Deployment creation and update information#

Deployment creation and update information refers to the set of properties available for creating and updating Bento Deployments.

Configuration types#




Provides basic configurations of the Deployment, such as Cluster, Endpoint Access Type, and resources for API Server and Runner Pods. It is convenient for quickly spinning up a Deployment.


Provides additional configurations of the Deployment, such as autoscaling behaviors, traffic control, environment variables, and update strategies.


Defines a JSON file to create or update the Deployment, which contains the same fields as those in Advanced. You can download the Deployment information in JSON by clicking Download as JSON. To create a Deployment from your local machine using the JSON file, run bentoml deployment create -f deployment.json.

Deployment properties#




The cluster where your Bento Deployment is created.

Kubernetes Namespace

The Kubernetes namespace where your Deployment is created.

Deployment Name

The name of your Deployment.


An introduction to your Deployment, providing additional information on it.

Endpoint Access Type

You can manage the endpoint access to your Deployment, choosing between different access levels depending on your needs. This flexibility allows you to control who can access your Deployment, enhancing both security and ease-of-use.

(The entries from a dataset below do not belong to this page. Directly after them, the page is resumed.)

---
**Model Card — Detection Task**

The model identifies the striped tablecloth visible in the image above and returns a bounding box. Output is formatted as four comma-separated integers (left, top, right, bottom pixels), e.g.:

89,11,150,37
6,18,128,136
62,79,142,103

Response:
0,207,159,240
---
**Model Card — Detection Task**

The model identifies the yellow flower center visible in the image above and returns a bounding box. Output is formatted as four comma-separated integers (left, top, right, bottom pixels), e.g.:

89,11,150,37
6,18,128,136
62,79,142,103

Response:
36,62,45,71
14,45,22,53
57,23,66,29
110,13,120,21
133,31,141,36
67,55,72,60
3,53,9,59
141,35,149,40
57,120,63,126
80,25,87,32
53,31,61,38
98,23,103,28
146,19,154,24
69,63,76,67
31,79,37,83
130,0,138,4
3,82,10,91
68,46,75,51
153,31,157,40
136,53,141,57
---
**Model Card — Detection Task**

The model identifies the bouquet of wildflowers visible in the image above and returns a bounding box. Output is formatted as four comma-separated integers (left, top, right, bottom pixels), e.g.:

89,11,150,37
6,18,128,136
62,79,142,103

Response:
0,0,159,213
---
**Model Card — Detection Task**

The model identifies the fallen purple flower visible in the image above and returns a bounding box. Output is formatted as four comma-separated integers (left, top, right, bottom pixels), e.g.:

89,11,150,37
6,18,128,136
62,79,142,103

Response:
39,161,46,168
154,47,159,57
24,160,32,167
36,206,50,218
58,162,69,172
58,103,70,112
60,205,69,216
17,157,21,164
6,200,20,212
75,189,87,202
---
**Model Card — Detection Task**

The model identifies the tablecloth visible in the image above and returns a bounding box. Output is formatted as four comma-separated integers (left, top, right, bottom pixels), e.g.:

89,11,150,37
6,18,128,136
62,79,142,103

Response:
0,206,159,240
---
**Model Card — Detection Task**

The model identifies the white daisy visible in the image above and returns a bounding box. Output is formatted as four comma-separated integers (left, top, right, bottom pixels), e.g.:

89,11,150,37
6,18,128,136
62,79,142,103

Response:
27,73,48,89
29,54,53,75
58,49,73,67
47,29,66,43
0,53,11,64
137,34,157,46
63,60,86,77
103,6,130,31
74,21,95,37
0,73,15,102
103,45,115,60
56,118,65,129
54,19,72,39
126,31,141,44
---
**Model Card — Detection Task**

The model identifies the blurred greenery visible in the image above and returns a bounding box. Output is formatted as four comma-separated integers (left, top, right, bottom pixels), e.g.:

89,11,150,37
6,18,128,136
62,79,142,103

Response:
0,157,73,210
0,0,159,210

  • Private: The Deployment’s external URL is not exposed and it can only be accessed within the cluster. This is an ideal option if you are working on a project that is not ready for external exposure, or when you want to limit access strictly to internal users. It can also be helpful when you want to ensure that the Deployment is protected from unwanted external interactions.

  • Protected: The Deployment is accessible to anyone on the internet with a valid User token. This method adds a layer of security by ensuring only those with the token can access the Deployment. It’s suitable when you want your Deployment to be globally accessible but maintain some form of authentication and access control.

  • Public: The Deployment is accessible to anyone on the internet without requiring any tokens or credentials. This maximizes access and is suitable when you’re deploying Bentos intended for public use or testing with no sensitive data or operations. Use this option with caution as it does not provide any access control.

Bento Repository

Bento repositories act as a centralized hub for managing packaged machine learning models, offering tools for versioning, sharing, retrieval, and deployment. Each Bento repository corresponds to a Bento set, which contains different versions of a specific machine learning model. All the Bento repositories are displayed on the Bentos page.


A deployable artifact containing all the application information, such as model files, code, and dependencies. After selecting a Bento repository, you need to specify a Bento version to deploy.


The autoscaling feature dynamically adjusts the number of API Server and Runner Pods within the specified minimum and maximum limits. Min and Max values define the boundaries for scaling, allowing the autoscaler to reduce or increase the number of Pods as needed. This feature supports scaling to zero Pods. For Advanced configurations, you can define specific metric thresholds that the autoscaler will use to determine when to adjust the number of Pods. The available metrics for these purposes include:

  • CPU: The CPU utilization percentage.

  • Memory: The memory utilization.

  • GPU: The GPU utilization percentage.

  • QPS: The queries per second.

By setting values for these fields, you are instructing the autoscaler to ensure that the average for each metric does not exceed the specified thresholds. For example, if you set the CPU value to 80, the autoscaler will target an average CPU utilization of 80%.

Allowed scaling-up behaviors:

  • Fast (default): There is no stabilization window, so the autoscaler can increase the number of Pods immediately if necessary. It can increase the number of Pods by 100% or by 4 Pods, whichever is higher, every 15 seconds.

  • Stable: The autoscaler can increase the number of Pods, but it will stabilize the number of Pods for 300 seconds (5 minutes) before deciding to scale up further. It can increase the number of Pods by 100% every 15 seconds.

  • Disabled: Scaling-up is turned off.

Allowed scaling-down behaviors:

  • Fast: There is no stabilization window, so the autoscaler can reduce the number of Pods immediately if necessary. It can decrease the number of Pods by 100% or by 4 Pods, whichever is higher, every 15 seconds.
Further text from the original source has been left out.